Die Teilnehmer aus Baden-Württemberg, Bayern, Hessen und Rheinland-Pfalz waren sich einig, dass es einer grundlegenden Reform in allen Ländern bedarf. Im Vordergrund des Konzepts steht die parlamentarische Gestaltung der Stadt- und Kreisschülerräte sowie des Landesschülerrates. Durch eine demokratische Diskussionskultur und eine gerechtere Repräsentation der Schülerinteressen sollen zukünftig alle Schüler ihre Vertreter in Stadt-, Kreis-, und Landesschülervertretung wählen können. Dadurch würde das verschachtelte Rätesystem abgelöst werden, bei dem der einzelne Schüler nahezu keinen Einfluss auf die Wahl seiner Vertreter in die jeweiligen Gremien hat. So wird die Arbeit der Schülervertretung bekannter, transparenter und durch die zu vertretenden Schüler legitimiert. Um die Unabhängigkeit und Eigenständigkeit der Schülervertretung zu garantieren, fordert die Schüler Union auch die Abschaffung der Verbindungslehrkräfte auf Stadt-, Kreis- und Landesebene.
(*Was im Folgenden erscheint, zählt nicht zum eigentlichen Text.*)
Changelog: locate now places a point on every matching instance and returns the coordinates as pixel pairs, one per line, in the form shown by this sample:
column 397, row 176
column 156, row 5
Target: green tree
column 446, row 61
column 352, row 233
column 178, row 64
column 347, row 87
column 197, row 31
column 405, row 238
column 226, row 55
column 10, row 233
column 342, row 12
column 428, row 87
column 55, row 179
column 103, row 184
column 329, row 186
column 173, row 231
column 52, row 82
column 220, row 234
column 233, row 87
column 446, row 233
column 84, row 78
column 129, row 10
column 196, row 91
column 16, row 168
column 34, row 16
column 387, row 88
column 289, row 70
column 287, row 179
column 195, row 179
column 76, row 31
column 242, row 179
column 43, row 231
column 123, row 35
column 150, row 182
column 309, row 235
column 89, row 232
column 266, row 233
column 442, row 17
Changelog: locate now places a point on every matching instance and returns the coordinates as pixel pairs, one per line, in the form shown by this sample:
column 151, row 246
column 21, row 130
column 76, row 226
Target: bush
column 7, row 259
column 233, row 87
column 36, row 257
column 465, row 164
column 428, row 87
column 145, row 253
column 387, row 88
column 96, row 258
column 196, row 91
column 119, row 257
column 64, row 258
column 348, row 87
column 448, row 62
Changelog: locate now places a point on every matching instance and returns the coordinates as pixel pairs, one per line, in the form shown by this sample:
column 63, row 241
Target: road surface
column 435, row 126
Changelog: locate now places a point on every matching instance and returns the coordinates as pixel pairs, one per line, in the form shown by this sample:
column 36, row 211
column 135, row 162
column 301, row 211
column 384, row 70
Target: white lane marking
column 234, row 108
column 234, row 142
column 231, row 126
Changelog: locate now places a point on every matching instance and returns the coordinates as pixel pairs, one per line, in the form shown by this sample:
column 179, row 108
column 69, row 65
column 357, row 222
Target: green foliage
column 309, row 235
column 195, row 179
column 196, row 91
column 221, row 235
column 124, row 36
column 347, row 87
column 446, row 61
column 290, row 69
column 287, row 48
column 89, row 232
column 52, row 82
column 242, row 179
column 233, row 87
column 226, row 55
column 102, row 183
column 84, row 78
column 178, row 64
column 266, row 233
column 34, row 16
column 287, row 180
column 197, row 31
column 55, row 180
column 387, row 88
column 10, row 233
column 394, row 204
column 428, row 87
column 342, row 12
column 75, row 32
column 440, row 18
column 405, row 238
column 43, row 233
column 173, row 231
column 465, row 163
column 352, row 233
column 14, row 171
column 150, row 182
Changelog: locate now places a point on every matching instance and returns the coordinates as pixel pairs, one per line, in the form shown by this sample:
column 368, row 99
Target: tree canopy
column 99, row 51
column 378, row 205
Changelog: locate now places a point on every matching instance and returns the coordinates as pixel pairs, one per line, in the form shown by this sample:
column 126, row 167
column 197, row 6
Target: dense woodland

Die durch uneingeschränkte Unterrichtsverpflichtung der Verbindungslehrkräfte eingesparten Mittel ermöglichen die Finanzierung der Reform.

Die Schüler Union wählte Stuttgart bewusst als Tagungsort bei diesem Thema aus. „Die Volksvertreter kritisieren zwar immer die Politikverdrossenheit bei jungen Menschen, aber reformieren nicht Systeme, die genau dazu beitragen. Wenn Schüler bereits so früh das Gefühl haben, dass ihre Stimme nicht gehört und ihre Interessen nicht vertreten werden, ist die aktuelle Entwicklung nicht verwunderlich“, so Kiesewetter. Die Problematik um Stuttgart21 war nach Ansicht der Schüler Union auch ein Ergebnis von Politikverdrossenheit. „Wir müssen Kinder und Jugendliche bereits in der Schule an Demokratie heranführen und teilhaben lassen, damit sich ihr späteres politisches Engagement nicht auf Sitzblockaden und Steineschmeißen beschränkt“, erklärt Kiesewetter.

„Nur durch eine Reform lässt sich innerhalb der Schülervertretung die erforderliche Transparenz garantieren. Bislang kennt der Durchschnittsschüler seine Vertreter auf Stadt-, Kreis- und Landesebene nicht. Diese Situation muss schnellstmöglich verbessert werden. Schule hat heute unter anderem die wichtige Aufgabe, das Demokratiebewusstsein junger Menschen zu formen. Daher muss gerade die Arbeit der Schülervertretung auf einer demokratischen Basis aufbauen und darf nicht die Schüler von der Mitbestimmung ausschließen“, so Kiesewetter abschließend.